Cela était assez alarmant, d’autant plus que Valentin était disposé à considérer la prévision comme n’étant que trop fondée.

« M. Sheldon peut jouer le rôle du chat autant qu’il lui plaira, répliqua-t-il, après avoir réfléchi un moment ; ceci est une circonstance dans laquelle il n’osera pas montrer ses griffes. Il n’a aucun droit de contrôle sur les actions de Mlle Halliday.

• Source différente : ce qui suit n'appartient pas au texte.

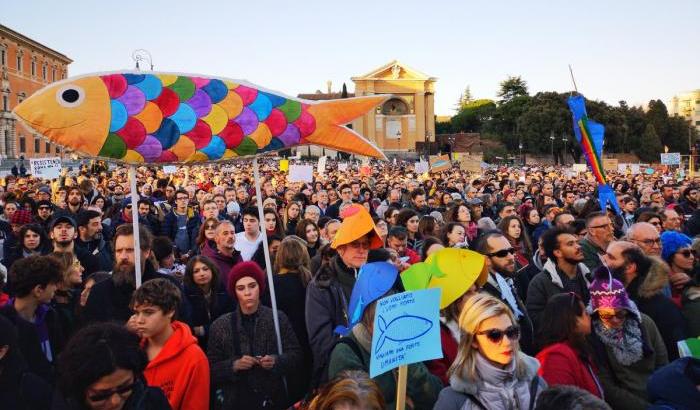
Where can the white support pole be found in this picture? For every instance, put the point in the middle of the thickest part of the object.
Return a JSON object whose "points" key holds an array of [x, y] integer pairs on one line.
{"points": [[266, 249], [135, 224]]}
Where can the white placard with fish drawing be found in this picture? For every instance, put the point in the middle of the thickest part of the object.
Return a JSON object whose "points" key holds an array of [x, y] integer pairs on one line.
{"points": [[406, 330], [45, 168]]}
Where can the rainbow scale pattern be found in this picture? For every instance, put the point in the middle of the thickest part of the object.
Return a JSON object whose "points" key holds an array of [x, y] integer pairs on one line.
{"points": [[174, 118]]}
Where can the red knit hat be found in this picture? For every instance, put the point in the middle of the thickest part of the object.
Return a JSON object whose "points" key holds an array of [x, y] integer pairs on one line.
{"points": [[241, 270], [21, 217]]}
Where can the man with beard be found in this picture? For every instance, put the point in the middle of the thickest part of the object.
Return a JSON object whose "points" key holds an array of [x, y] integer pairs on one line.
{"points": [[500, 261], [109, 300], [62, 232], [91, 241], [645, 279], [74, 203], [563, 272]]}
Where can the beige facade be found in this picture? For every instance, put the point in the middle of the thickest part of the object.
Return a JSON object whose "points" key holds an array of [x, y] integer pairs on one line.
{"points": [[686, 105], [408, 117]]}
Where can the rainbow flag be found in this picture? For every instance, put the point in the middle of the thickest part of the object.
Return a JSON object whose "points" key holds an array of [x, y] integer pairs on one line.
{"points": [[590, 135]]}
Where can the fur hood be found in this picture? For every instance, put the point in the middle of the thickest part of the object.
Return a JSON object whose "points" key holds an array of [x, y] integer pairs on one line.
{"points": [[655, 280]]}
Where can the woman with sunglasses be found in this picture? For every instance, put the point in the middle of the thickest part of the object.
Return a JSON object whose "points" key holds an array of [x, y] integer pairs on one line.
{"points": [[566, 357], [490, 372], [102, 368], [627, 344]]}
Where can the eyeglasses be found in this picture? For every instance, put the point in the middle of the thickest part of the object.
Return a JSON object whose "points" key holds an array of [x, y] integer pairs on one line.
{"points": [[619, 315], [496, 335], [687, 253], [121, 391], [502, 253]]}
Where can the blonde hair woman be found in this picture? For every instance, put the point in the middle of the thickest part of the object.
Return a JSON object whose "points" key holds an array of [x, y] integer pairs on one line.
{"points": [[490, 372]]}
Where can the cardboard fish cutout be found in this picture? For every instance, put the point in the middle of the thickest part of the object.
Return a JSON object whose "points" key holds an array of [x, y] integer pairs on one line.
{"points": [[149, 117]]}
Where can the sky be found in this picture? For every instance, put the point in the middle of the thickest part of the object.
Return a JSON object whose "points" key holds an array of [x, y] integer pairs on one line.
{"points": [[619, 50]]}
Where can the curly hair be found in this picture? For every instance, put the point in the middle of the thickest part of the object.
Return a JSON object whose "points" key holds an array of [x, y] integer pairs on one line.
{"points": [[32, 271], [158, 292], [94, 352]]}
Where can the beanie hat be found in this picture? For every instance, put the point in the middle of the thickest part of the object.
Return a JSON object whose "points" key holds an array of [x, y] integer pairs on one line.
{"points": [[671, 242], [242, 270], [357, 222], [21, 217], [610, 293]]}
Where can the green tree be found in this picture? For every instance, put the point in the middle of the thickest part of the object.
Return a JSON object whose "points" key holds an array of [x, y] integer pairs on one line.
{"points": [[649, 145], [512, 87], [464, 99]]}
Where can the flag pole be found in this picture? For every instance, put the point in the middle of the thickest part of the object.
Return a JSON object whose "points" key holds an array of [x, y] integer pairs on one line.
{"points": [[135, 224], [266, 249]]}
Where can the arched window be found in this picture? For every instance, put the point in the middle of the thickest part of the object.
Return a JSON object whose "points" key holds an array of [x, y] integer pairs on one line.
{"points": [[395, 106]]}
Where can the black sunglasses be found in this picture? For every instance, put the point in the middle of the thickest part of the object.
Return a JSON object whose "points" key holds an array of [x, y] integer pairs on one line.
{"points": [[496, 335], [502, 253], [109, 393]]}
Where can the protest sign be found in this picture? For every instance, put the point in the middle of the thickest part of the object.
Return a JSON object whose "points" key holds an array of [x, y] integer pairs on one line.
{"points": [[421, 167], [301, 173], [321, 168], [46, 168], [406, 330], [672, 158], [169, 169], [579, 167], [440, 163]]}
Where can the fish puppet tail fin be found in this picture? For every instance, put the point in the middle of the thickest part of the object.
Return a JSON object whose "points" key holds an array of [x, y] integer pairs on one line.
{"points": [[382, 334], [331, 117]]}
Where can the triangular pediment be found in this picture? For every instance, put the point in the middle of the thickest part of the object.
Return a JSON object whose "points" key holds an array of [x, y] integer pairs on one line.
{"points": [[394, 70]]}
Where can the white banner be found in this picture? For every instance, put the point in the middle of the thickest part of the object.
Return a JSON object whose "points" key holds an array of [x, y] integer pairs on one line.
{"points": [[301, 173], [45, 168]]}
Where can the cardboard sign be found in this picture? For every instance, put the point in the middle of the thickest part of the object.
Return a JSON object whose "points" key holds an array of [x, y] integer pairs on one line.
{"points": [[45, 168], [301, 173], [321, 167], [610, 164], [421, 167], [441, 163], [406, 330], [672, 158], [169, 169]]}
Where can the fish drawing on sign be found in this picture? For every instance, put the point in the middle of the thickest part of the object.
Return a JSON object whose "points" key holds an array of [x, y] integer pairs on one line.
{"points": [[138, 118], [402, 329]]}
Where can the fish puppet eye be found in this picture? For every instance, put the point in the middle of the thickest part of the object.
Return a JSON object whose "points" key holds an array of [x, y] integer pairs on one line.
{"points": [[70, 96]]}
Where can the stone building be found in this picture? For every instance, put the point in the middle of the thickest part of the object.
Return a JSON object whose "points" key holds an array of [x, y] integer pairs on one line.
{"points": [[25, 67]]}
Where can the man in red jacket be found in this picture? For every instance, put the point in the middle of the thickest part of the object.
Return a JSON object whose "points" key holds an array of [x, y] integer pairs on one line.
{"points": [[176, 363]]}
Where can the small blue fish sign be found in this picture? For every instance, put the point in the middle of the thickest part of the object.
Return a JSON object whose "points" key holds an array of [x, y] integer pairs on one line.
{"points": [[406, 330]]}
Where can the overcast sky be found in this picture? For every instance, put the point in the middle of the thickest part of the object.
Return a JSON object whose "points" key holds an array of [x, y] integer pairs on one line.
{"points": [[631, 50]]}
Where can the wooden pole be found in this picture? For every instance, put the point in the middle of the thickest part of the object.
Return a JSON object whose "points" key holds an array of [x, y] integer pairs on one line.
{"points": [[401, 388]]}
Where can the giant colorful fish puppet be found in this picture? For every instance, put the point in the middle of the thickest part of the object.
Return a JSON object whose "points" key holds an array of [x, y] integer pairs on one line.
{"points": [[590, 135], [149, 117]]}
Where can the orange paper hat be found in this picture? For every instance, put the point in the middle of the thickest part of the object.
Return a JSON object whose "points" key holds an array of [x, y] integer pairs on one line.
{"points": [[357, 223]]}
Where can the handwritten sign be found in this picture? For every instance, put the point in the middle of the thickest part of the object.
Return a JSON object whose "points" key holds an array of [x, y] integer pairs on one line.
{"points": [[301, 173], [169, 169], [47, 168], [406, 330], [422, 167], [321, 168], [672, 158]]}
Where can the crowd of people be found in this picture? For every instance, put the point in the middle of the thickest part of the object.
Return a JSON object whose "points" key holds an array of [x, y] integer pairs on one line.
{"points": [[577, 307]]}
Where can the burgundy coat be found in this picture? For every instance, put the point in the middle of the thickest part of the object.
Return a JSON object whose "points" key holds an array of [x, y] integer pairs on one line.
{"points": [[560, 364]]}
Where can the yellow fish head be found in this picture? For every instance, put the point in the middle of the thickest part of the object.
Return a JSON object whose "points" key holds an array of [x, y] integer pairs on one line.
{"points": [[74, 113]]}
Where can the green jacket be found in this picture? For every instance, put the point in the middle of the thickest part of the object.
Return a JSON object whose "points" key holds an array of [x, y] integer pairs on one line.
{"points": [[625, 387], [421, 387]]}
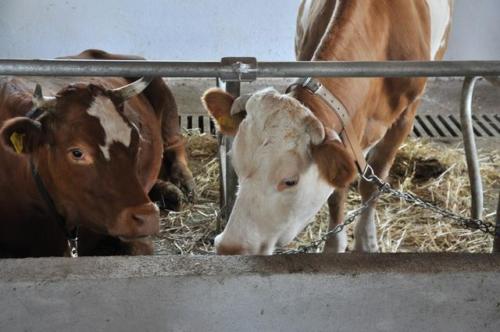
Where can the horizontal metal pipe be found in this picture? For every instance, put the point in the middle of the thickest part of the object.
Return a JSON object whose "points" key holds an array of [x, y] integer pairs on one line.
{"points": [[264, 69]]}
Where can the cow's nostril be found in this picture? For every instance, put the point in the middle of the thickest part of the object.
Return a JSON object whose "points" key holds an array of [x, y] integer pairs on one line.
{"points": [[140, 219]]}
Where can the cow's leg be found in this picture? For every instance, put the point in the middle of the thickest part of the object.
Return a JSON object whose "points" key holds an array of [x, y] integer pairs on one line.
{"points": [[380, 158], [336, 242], [175, 165]]}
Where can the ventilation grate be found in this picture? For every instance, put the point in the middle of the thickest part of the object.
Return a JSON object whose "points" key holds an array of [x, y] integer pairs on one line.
{"points": [[446, 125]]}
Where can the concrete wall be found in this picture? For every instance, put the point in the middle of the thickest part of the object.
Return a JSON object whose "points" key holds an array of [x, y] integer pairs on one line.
{"points": [[196, 30], [346, 292]]}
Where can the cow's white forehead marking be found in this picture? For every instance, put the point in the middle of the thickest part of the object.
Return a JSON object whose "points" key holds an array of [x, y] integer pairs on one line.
{"points": [[115, 127]]}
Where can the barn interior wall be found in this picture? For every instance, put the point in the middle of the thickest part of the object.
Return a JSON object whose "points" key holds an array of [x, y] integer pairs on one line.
{"points": [[196, 30]]}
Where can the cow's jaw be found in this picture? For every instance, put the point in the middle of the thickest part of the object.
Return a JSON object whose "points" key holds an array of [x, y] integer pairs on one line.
{"points": [[263, 218]]}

— Peut-être non ; mais il saurait trouver des moyens pour empêcher son mariage s’il était dans son intérêt de le faire. Il n’est pas votre frère, mais il est le mien et j’en sais long sur son compte. Peut-être cependant n’aura-t-il pas intérêt à faire obstacle au mariage de sa belle-fille avec un homme dans votre position. Il serait possible même qu’il le préférât. Cela, dans sa pensée, pourrait simplifier les comptes qu’il lui faudra faire quant à l’argent du pauvre Halliday, qu’il espère très-certainement garder en totalité. Si ses cartes sont préparées pour un mariage de ce genre, il vous ouvrira ses bras en qualité de gendre et vous donnera sa bénédiction en même temps que sa belle-fille. Je pense donc que si vous pouviez vous arranger de manière à l’informer de votre engagement sans lui donner connaissance de votre visite dans le comté d’York, cela pourrait être un coup de haute diplomatie. Il pourrait se faire qu’il fût heureux de se débarrasser de la fille et arrivât à conclure le mariage de sa propre volonté. »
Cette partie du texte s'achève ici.